Tips on Building a Green Home

A home that is built and operated using sound environmental practices is considered a “green home” We are hearing more and more on the topic of climate change on a daily basis and it is becoming obvious that each one of us should do our part to reduce the impact that we have on our planet.

“Going green” is the simplest way to accomplish this, and your home is the obvious place to start . When you make the decision to build a new home, you are given a great opportunity to think ‘green.

The Internet is a wonderful source of information. It will give you a vast array of items that you can use for your kitchen and bath that will help the construction of your home from an environmentally friendly perspective. In fact, you will find environmentally friendly products that cover the entire building process. Green products from carpets to paints and plumbing fixtures are obtainable to add to the decor of your home,

The choice of building a “green home” is not made just because it is the environmentally friendly way to go. In actuality you will have a much healthier home for you and your family and the cost to operate the home will be considerably less than traditional homes.

Building Materials

If you are considering building a new home, you should think environmental and the use of renewable resources should be a high priority in your mind. The use of materials such as lightweight concrete, straw, timber or readily available earth to build the home should all be investigated. Each one of these building resources has distinct advantages and disadvantages, but none should be ruled out without thorough research.
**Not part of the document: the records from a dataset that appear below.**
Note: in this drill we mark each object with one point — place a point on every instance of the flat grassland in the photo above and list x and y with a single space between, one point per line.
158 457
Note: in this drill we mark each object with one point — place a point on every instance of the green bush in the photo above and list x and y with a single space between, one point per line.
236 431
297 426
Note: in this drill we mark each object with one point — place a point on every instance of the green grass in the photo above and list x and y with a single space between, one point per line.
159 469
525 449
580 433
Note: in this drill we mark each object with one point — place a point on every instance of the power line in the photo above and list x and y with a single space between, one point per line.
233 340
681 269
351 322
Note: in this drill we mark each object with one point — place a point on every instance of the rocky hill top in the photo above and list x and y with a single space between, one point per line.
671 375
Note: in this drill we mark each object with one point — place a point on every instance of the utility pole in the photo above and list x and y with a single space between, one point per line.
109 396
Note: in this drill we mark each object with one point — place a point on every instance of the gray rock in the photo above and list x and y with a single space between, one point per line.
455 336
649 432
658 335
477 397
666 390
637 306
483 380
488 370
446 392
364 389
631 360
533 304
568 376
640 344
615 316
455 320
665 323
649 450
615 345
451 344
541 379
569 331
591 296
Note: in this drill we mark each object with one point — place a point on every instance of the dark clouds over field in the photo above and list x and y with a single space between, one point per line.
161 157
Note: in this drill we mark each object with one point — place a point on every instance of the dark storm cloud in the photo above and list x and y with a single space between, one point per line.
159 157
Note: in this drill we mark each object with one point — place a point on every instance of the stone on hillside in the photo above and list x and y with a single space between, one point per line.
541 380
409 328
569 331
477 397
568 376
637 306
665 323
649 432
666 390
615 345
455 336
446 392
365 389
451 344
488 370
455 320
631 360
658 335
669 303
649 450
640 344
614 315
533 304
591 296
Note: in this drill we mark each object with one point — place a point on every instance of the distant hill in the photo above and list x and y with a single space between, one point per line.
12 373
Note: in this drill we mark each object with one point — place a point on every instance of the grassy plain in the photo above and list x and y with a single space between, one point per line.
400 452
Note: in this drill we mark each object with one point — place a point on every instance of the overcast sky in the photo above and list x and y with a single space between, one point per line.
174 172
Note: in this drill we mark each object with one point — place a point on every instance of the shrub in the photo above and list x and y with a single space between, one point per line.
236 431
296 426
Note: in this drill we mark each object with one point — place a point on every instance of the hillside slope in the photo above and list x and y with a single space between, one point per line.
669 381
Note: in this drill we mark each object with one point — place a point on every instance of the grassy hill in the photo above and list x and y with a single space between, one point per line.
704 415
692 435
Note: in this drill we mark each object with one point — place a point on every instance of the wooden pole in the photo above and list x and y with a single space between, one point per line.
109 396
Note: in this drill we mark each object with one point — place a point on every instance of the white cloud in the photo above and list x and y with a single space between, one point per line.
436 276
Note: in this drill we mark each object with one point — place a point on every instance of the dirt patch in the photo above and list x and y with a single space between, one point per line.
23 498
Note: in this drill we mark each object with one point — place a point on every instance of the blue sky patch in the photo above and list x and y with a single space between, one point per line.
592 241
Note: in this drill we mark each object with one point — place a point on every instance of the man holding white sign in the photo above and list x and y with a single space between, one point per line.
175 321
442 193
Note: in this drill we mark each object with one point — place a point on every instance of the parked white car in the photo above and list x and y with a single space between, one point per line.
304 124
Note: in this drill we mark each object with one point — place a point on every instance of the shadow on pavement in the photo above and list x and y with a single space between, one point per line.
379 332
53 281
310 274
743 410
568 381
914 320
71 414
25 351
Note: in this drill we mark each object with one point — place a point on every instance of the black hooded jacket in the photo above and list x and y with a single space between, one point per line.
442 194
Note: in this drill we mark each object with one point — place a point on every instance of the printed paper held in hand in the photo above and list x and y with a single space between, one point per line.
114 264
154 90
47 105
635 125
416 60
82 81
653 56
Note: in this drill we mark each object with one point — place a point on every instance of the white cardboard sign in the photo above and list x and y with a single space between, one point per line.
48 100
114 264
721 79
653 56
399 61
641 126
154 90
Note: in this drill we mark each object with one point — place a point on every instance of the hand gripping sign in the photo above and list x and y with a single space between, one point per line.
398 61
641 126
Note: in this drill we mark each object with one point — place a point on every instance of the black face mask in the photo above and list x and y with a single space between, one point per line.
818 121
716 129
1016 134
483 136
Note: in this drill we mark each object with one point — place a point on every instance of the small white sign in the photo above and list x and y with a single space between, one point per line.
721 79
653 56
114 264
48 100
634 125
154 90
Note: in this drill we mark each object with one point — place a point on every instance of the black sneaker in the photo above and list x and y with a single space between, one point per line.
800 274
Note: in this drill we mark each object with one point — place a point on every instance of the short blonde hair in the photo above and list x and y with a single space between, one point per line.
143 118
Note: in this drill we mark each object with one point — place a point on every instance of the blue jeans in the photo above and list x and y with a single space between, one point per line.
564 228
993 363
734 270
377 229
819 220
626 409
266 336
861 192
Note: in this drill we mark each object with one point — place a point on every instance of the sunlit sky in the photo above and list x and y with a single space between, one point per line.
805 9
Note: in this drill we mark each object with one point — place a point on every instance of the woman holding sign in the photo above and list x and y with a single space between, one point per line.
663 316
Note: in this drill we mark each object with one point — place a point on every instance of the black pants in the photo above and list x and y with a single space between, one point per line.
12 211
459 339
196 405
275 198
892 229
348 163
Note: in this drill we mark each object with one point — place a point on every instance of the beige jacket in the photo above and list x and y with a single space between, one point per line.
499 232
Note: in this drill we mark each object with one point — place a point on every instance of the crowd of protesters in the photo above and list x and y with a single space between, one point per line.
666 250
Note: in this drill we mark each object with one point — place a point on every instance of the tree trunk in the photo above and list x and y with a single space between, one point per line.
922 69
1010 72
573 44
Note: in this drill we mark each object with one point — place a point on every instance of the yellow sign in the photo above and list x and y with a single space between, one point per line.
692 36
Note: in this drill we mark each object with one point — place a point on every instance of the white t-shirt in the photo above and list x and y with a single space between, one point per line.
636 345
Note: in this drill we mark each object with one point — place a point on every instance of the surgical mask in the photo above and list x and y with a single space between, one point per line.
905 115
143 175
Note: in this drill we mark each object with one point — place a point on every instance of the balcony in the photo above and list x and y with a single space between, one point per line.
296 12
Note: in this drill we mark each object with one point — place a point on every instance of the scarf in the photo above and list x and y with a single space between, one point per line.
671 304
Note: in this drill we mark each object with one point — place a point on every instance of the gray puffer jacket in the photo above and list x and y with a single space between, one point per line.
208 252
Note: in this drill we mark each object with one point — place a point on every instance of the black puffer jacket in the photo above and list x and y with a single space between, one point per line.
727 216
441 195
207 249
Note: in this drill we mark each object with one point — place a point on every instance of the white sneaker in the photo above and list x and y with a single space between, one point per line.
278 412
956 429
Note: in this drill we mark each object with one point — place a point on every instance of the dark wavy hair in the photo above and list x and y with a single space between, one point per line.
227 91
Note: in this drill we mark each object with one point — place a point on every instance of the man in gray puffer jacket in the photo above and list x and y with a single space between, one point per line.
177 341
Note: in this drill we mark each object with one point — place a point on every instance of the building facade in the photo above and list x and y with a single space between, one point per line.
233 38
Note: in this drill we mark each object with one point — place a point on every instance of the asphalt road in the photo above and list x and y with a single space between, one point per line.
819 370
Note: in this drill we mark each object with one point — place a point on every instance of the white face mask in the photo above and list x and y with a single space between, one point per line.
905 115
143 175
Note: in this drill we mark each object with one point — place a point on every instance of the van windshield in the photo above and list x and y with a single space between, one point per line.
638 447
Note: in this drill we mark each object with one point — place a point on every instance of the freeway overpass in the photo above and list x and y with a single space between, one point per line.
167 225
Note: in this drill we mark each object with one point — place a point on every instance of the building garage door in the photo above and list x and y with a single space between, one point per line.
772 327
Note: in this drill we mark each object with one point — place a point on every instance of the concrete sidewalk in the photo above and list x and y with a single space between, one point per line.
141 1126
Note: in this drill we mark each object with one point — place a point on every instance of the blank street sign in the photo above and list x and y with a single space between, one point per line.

If you are fortunate to be in a climate that would make an earthen building practical, what better choice do you have than to build a home from the very dirt below your feet? This proved practical for millions of years for a very good reason.

Another viable option for a green building material that has been used in the United States for more than fifty years is lightweight concrete. Although this type of concrete is not as strong, it will hold up to the weather and will perform as well as traditional concrete. This type of lightweight concrete is often used as insulation for the home, and has outstanding fire retardant properties. In addition, lightweight concrete has an additional benefit that it doesn’t need as large a foundation and less reinforced structural steel is needed.

There is a trend now days towards the use of manufactured building materials. Individuals who are concerned about the environment, but are not quite ready for an earthen home are choosing this option. The use of manufactured materials results in a home that is more in harmony with the environment.

Wood remains an particularly versatile building material and is readily available. However, Environmentally speaking though, wood was once considered a sustainable resource for construction, but over harvesting of our forests throughout the world, has grow to be a serious environmental concern. Our greed for lumber has far outpaced our ability to regrow our forests. If you are considering wood to build your home, choosing woods that are from environmentally friendly sources should be considered..

Green Home Styles

When choosing a design for your green home, there are many styles you can decide on. Obviously, you can choose a traditional design or even consider rounded styles, earthen homes or even organic designs. The possibilities are endless.

Traditional homes are the designs we are, for the most part, familiar with, and usually fit into our impression of what a home should look like. There are many traditional designs to pick from such as contemporary, Victorian, bungalow, ranch homes and more.

A rounded home helps the owner be more in harmony with the environment and in many parts of the country this type of construction is being seriously considered for it’s hurricane resistant design. Rounded homes are considered to be very environmentally friendly.

Earthen homes are built either entirely underground, or only partially into the earth. When these homes are built at least six feet under the surface, the home will have a stabilized temperature, and will only fluctuate about six degrees. This bit of information is significant because it takes much less energy to heat and cool this type of home. That not only saves the homeowner money, but saves our precious resources as well.

Conclusion

Green buildings are a wave of the future. We should be considering our environment as a natural resource, and if we plan on passing a healthy environment on to our children and grandchildren, we need to “think green” right now.